Pipping, Mem. theol. 1707, p. 1534 ss.; Will, Nürnb. Gelehrtenlex.

Sein Sohn war Johann Konrad F., geb. am 5. Jan. 1656 in Eschenau, † am 3. März 1718 in Nördlingen. Nachdem er seine Vorbildung auf dem Gymnasium zu Nürnberg erhalten, studirt er 1674 ff. in Altorf, wird 1678 Magister, setzt seine theologischen Studien fort zu Jena 1678–80 unter Baier, Musäus, Bechmann etc., macht 1681 eine wissenschaftliche Reise durch Deutschland, Holland, England, wird 1683 ff. Prediger in Nürnberg an verschiedenen Kirchen, zuletzt Antistes und Inspector des Gymnasiums, folgt 1709 einem Rufe nach Nördlingen als Pastor, Superintendent, Consistorialassessor und Inspector der lateinischen und deutschen Schulen.
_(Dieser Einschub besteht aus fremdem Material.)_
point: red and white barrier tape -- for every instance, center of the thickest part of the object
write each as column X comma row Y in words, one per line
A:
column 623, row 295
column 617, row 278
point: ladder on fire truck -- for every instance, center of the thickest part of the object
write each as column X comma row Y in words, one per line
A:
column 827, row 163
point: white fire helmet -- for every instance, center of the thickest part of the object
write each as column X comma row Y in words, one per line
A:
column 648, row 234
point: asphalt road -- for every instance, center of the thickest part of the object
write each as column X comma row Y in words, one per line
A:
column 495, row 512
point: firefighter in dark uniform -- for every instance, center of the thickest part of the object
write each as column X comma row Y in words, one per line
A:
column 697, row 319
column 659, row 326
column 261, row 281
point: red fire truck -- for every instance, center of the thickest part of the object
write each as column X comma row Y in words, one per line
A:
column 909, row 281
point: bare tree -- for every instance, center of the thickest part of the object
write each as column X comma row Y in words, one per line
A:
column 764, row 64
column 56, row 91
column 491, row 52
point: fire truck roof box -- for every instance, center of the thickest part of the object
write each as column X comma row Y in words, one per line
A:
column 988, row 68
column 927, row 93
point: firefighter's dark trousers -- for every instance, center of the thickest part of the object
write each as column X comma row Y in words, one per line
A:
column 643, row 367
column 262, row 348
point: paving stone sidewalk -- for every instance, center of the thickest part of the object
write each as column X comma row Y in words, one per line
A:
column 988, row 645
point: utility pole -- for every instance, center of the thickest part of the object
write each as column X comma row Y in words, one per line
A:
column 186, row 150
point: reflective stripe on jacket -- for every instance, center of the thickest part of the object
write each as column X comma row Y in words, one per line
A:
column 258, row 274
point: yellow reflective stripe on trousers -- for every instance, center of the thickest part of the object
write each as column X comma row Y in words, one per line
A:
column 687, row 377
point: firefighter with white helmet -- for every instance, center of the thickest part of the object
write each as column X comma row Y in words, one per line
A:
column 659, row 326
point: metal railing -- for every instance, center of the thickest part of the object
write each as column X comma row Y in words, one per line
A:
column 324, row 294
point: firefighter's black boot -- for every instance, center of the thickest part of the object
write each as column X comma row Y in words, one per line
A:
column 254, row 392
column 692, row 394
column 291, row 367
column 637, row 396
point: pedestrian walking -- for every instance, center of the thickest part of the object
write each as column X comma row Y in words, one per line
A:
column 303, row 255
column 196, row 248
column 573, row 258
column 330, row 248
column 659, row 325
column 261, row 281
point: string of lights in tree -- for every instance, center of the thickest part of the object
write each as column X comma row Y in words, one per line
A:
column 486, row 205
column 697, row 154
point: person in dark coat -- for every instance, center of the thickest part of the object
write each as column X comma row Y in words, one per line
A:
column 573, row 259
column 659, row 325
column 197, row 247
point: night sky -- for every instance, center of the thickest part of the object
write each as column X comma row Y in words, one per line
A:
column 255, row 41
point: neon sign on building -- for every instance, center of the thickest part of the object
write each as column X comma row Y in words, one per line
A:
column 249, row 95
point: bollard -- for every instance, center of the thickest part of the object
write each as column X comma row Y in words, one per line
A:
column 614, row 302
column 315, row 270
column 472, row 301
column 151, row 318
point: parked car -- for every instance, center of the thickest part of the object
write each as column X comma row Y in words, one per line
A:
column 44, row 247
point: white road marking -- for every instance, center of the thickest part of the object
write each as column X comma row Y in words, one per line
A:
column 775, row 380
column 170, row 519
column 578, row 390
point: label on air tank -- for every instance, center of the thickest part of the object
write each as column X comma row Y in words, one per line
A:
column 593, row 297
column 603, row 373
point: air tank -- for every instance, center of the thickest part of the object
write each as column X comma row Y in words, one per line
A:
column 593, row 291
Nachdem er auch hier wie in Nürnberg „große Erbauung und viel Gutes gestiftet“, starb er in Folge [755] eines Schlagflusses. Er schrieb eine Dissertation über den Beweis für die Unsterblichkeit aus der Immaterialität der Seele, 1681, zahlreiche Predigten und Erbauungsschriften, besonders 242 Predigten über die 4 Novissima: Tod, Weltende, Seligkeit und Verdammniß, 1694–1703 in 4., auch einige theologische Streitschriften, eine Geschichte des Nürnberger Gymnasiums, 1699 und anderes. Sein Sohn ist der Altorfer und Göttinger Professor Jakob Wilhelm F. (s. o.).

Ehrengedächtniß des Herrn J. K. Feuerlein’s , 1718, 4., wie ein von ihm selbst aufgesetzter Lebenslauf. – Außerdem vgl. Will, Nürnb. Gelehrtenlex. Th. I. S. 407 ff.